A Justiça Federal declarou nulos os títulos de propriedade de uma área conhecida como Fazenda Tracutinga, de aproximadamente 42 mil hectares, localizada na faixa de fronteira no Oeste de Santa Catarina. A sentença também invalidou as indenizações pagas com base nesses registros a título de desapropriação para reforma agrária – área abriga atualmente um assentamento com dezenas de famílias.
A decisão foi tomada no âmbito de Ação Civil Pública proposta pelo Ministério Público Federal contra os estados de Santa Catarina e do Paraná, além de particulares. O objetivo da ação era esclarecer a quem pertencia originalmente a área e questionar títulos emitidos sobre terras consideradas públicas da União.

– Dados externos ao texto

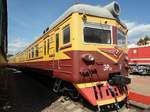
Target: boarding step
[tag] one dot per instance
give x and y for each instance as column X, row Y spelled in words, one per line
column 56, row 86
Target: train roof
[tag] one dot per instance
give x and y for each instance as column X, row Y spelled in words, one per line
column 98, row 11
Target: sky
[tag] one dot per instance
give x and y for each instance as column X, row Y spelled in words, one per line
column 28, row 18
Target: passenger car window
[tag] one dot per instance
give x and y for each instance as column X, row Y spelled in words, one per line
column 57, row 42
column 66, row 35
column 44, row 47
column 48, row 46
column 95, row 35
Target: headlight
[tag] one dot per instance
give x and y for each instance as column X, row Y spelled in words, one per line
column 126, row 58
column 88, row 58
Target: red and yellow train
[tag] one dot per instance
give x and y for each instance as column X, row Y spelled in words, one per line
column 86, row 47
column 3, row 33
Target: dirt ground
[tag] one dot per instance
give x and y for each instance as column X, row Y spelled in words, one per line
column 25, row 92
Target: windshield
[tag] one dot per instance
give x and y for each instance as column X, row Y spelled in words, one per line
column 121, row 38
column 97, row 34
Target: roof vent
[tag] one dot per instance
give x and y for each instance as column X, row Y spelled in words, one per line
column 114, row 8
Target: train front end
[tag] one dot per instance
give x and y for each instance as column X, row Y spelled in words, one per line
column 100, row 60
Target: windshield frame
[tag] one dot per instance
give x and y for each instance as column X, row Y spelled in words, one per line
column 97, row 26
column 123, row 34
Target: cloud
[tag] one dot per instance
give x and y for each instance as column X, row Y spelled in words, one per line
column 16, row 45
column 136, row 31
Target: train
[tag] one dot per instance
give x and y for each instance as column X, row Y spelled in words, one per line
column 3, row 33
column 86, row 47
column 139, row 59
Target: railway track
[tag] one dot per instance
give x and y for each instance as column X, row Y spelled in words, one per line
column 65, row 104
column 29, row 94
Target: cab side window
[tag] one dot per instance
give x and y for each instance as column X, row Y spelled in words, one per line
column 57, row 42
column 66, row 35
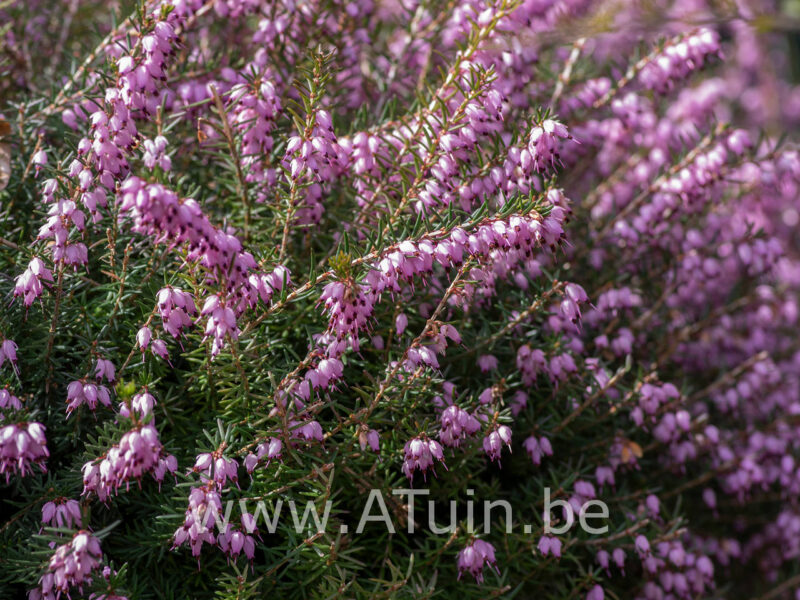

A Advocacia-Geral da União (AGU), representando no processo o Instituto Nacional de Colonização e Reforma Agrária (Incra) e a União, sustentou que as áreas são terras devolutas pertencentes à União, tornando ilegais as alienações realizadas a particulares pelos estados de Santa Catarina e do Paraná.
Segundo os autores da ação, os registros foram concedidos sem que os estados fossem os legítimos proprietários das terras, que integram a faixa de fronteira — área que, pela Constituição e pela jurisprudência, pertence à União.
Os proprietários contestaram o pedido de anulação. Alegaram que a titularidade privada já havia sido reconhecida em processos de desapropriação encerrados definitivamente, com pagamento de indenizações, e que a questão não poderia ser reaberta.
A AGU sustentou que o imóvel está localizado em faixa de fronteira, em uma zona de 66 km, o que caracteriza a área como bem da União. Assim, os títulos expedidos configuram alienações realizadas por quem não detinha a propriedade e, portanto, são nulos. Nessa condição, não há direito à indenização pela terra nua, já que a União não pode ser obrigada a pagar por área que já integrava seu patrimônio.
Também esclareceu que o domínio da área não foi analisado nas ações de desapropriação nas quais se discutiram os valores de indenização. A dominialidade, portanto, pode ser questionada para evitar que a União pague por terras que já lhe pertencem.
Ao examinar o caso, o juízo da 2ª Vara Federal de Chapecó (SC) entendeu que a discussão sobre a origem da propriedade pode ser feita em ação coletiva, mesmo após decisões em desapropriações, quando esse ponto não tiver sido examinado de forma direta.
A sentença concluiu que os títulos concedidos pelos estados eram inválidos, por tratarem de terras que não lhes pertenciam. Com isso, foi declarada a inexistência de domínio válido sobre a área e considerada indevida a percepção de indenizações baseadas nesses registros.
A decisão preserva o registro de domínio das terras em favor do Incra e demais subsequentes e anula os Títulos da Dívida Agrária (TDAs) já lançados em decorrência da desapropriação para fins de reforma agrária.